Ok, figured I'll reword my response in the form of an answer (ad you've got too many comments now)...
In the example you've given, it's safe to use the same object instance multiple times as its internal state is unaffected. That is, it's providing a service and won't keep state between calls.
As a general rule, lazy instantiation is only really relevant to Singletons or those instances provided through a factory. For instance, like in your example, instances living for the duration of a "service" or application - such as resource handling. Usually though, you often just want to create a new object instance when you need it.
The advantages/ disadvantages of lazy initialization are:
- You need initialize an object only once and a single instance will suffice for all service calls. State won't be held between calls. The benefit here is that the object may be time-consuming to load and so you avoid start up cost or, in a singleton context, you avoid instantiating multiple expensive objects. This also applies to memory footprint - one instance, rather than many.
- There is a cost at run-time though if you do lazily ini an object as you've essentially delayed its construction. So, at run-time, when a user is waiting, you go and create an expensive object. Not ideal so you should avoid this - if it's a long-service object again.

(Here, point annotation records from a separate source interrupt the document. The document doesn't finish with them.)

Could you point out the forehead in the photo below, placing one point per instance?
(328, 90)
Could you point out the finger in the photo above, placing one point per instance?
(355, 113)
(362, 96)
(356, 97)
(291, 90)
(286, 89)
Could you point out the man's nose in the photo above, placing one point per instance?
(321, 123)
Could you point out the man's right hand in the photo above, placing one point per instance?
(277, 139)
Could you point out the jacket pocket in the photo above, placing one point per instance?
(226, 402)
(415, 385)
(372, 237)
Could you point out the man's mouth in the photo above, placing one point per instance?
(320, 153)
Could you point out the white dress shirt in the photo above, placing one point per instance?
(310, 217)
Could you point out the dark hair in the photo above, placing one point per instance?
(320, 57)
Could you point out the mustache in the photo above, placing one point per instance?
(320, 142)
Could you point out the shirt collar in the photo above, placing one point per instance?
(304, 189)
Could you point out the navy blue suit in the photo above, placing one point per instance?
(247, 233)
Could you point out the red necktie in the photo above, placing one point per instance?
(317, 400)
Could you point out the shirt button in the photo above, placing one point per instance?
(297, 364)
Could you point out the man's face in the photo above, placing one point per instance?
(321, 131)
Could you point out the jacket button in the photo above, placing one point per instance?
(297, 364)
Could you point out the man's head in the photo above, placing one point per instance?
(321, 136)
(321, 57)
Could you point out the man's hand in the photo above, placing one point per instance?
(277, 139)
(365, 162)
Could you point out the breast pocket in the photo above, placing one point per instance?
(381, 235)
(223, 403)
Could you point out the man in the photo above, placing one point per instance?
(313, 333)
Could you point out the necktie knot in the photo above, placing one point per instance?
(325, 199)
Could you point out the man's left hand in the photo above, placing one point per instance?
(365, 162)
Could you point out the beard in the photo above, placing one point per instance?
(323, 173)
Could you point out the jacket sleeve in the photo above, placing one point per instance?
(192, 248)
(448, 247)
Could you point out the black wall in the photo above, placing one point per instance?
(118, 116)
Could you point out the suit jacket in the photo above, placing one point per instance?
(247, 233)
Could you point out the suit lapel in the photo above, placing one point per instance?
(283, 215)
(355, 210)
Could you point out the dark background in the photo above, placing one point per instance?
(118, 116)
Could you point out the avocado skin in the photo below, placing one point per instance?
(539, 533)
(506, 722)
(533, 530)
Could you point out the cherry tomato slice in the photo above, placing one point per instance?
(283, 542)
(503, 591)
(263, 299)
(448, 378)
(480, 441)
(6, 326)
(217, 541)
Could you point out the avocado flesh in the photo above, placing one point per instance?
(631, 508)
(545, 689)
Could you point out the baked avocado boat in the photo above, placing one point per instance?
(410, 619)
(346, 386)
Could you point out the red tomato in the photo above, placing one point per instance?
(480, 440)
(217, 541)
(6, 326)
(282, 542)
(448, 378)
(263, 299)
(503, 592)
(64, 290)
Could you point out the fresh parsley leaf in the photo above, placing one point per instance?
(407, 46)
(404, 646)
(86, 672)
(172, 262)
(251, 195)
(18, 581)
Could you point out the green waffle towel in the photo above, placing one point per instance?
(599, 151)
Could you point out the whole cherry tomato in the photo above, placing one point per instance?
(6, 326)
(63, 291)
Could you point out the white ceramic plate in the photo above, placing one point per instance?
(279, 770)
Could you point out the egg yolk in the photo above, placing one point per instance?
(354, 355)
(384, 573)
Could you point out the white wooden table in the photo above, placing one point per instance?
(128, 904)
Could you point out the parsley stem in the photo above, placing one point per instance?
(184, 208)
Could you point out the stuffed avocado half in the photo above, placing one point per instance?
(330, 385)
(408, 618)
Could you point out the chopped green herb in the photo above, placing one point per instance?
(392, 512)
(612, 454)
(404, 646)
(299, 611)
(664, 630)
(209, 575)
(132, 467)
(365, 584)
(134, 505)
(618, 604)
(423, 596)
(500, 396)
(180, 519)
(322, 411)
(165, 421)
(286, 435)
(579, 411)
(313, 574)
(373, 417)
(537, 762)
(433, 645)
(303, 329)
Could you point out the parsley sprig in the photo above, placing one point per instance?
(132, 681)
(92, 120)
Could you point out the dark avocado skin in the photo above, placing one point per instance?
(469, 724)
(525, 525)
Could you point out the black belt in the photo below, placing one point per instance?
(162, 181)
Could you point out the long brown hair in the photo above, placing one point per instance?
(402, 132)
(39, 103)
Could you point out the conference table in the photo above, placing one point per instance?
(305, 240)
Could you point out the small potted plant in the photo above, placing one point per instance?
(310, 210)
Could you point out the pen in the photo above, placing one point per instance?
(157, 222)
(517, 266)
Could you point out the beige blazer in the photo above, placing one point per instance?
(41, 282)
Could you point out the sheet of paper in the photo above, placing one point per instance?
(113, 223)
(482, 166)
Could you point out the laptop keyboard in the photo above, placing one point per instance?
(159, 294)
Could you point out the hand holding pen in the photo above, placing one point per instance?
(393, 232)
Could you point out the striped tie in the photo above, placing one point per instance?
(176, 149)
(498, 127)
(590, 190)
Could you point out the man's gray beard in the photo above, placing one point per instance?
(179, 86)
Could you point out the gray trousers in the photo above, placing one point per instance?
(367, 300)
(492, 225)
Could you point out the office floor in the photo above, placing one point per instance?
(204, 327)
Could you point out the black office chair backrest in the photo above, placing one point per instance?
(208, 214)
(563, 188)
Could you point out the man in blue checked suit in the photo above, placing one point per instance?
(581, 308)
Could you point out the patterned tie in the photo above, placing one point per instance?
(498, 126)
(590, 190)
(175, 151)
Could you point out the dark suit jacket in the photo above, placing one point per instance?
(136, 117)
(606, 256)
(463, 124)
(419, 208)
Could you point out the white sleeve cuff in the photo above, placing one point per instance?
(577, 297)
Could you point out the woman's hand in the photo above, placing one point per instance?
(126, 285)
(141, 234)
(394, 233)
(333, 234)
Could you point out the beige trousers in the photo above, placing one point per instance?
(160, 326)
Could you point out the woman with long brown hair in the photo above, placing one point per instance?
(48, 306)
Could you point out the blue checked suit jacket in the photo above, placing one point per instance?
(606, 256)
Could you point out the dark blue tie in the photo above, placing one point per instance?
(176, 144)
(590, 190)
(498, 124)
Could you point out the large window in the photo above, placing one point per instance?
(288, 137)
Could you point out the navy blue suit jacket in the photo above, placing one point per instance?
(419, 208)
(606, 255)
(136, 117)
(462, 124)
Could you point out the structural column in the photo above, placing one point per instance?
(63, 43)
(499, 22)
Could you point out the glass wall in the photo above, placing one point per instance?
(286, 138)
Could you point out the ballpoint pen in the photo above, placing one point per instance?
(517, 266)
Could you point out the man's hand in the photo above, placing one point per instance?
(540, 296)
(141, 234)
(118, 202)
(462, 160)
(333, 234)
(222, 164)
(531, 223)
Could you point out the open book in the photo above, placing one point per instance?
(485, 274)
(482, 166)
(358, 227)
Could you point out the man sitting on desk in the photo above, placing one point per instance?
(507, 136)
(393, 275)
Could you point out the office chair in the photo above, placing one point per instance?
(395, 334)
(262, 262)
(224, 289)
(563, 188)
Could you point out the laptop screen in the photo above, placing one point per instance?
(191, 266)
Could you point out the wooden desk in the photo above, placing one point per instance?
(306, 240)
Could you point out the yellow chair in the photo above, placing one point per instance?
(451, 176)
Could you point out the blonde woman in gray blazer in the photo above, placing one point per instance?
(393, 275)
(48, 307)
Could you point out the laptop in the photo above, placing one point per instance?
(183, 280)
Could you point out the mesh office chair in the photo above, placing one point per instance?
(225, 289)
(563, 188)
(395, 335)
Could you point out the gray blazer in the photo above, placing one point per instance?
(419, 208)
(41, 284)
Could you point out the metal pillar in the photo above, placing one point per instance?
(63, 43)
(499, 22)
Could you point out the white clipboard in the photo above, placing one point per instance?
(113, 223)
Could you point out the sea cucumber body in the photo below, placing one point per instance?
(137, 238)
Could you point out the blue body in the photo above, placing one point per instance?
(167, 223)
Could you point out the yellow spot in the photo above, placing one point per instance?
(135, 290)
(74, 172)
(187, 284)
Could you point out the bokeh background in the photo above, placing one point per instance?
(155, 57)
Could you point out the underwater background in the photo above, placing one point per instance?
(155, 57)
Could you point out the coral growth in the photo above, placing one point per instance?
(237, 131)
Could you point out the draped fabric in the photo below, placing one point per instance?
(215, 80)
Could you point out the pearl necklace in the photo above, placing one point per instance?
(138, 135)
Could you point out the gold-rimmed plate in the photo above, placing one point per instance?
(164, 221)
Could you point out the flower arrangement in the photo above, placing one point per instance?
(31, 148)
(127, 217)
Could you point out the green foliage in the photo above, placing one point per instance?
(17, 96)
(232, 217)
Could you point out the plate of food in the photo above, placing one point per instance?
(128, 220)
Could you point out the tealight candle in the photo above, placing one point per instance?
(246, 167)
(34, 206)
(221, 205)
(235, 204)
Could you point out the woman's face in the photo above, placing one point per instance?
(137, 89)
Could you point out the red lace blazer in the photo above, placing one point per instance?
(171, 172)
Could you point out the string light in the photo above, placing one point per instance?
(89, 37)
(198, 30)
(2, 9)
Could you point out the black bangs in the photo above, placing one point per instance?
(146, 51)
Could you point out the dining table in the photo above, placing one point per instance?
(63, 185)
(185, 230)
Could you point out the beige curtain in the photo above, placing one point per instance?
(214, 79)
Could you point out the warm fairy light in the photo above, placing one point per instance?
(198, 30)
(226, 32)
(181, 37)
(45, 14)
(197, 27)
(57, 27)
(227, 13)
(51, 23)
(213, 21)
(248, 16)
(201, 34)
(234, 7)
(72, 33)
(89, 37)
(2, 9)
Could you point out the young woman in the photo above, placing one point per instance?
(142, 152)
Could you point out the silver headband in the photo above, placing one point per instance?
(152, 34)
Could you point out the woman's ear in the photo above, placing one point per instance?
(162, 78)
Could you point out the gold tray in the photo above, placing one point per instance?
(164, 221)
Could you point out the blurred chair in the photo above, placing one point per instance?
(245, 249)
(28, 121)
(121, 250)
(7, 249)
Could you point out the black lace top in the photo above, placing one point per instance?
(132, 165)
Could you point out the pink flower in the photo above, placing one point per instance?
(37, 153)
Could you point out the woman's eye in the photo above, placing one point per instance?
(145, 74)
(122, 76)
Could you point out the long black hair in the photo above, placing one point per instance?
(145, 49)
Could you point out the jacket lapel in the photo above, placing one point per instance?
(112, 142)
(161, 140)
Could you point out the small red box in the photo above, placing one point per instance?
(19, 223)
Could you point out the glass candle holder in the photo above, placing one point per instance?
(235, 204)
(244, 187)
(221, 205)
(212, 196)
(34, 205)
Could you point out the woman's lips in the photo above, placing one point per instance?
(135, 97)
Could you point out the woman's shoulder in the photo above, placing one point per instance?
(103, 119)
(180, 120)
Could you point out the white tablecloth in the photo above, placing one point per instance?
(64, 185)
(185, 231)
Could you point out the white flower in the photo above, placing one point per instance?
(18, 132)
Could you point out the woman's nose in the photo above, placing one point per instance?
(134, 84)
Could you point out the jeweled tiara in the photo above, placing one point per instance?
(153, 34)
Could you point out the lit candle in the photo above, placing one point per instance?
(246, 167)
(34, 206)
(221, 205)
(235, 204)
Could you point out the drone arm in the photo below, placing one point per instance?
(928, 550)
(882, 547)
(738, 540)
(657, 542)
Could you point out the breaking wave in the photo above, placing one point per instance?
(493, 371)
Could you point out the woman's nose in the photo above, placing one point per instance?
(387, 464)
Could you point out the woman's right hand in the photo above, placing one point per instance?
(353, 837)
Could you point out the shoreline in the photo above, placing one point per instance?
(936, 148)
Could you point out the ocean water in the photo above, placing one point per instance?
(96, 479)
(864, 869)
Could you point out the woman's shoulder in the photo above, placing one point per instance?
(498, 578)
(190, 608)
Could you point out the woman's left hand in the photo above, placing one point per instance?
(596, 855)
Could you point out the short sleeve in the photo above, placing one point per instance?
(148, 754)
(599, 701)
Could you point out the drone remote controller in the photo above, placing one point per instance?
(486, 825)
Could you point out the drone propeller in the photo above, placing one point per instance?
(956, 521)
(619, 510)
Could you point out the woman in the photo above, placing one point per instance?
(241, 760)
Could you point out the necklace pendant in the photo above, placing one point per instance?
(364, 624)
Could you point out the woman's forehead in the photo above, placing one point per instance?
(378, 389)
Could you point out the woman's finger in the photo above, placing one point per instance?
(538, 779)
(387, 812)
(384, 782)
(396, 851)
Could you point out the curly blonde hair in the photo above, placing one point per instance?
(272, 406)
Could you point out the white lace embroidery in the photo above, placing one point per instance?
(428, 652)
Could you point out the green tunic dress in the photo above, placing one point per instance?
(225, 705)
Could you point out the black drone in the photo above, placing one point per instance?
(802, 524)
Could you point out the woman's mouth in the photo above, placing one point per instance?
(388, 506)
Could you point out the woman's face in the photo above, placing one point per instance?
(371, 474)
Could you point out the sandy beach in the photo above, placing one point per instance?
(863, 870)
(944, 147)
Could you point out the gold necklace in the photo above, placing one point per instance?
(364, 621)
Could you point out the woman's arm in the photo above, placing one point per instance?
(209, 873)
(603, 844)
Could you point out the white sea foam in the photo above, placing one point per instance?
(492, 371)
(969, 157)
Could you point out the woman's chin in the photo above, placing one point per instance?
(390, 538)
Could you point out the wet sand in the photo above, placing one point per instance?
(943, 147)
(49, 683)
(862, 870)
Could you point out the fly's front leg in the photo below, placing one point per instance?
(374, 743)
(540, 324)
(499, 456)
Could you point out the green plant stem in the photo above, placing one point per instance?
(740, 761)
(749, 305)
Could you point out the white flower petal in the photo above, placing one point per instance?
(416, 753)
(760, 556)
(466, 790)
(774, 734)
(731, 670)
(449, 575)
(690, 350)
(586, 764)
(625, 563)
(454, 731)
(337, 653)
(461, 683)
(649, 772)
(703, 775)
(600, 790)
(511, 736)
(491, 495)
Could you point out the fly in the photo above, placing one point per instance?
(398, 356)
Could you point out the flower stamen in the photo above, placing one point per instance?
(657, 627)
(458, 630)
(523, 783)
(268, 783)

- In the example you've given, there's also a question of responsibility for memory. The client code is clearly responsible for releasing this instance. If it's a long serving object, where do they do it? Well, you may have to watch the NSApp's delegate for applicationWillTerminate.
- If an instance maintains state that would be set between invocations of methods on an instance then this pattern can't work. The state of the instance may be inconsistent (may have been changed) between calls.
Note also that this is an instance method setting the value of an instance var if it's null... This means that, in this case, you will still have one instance per your enclosing class instance (class where this method is defined). In this context, your enclosing instance is responsible for clean up. Really, I think that this is for clarity of code, rather than memory management. Or perhaps the enclosing class is long-lived and it saves re-creating your formatter (perhaps it's more expensive to recreate than reset).
will edit if anything else comes to mind. Hope it helps.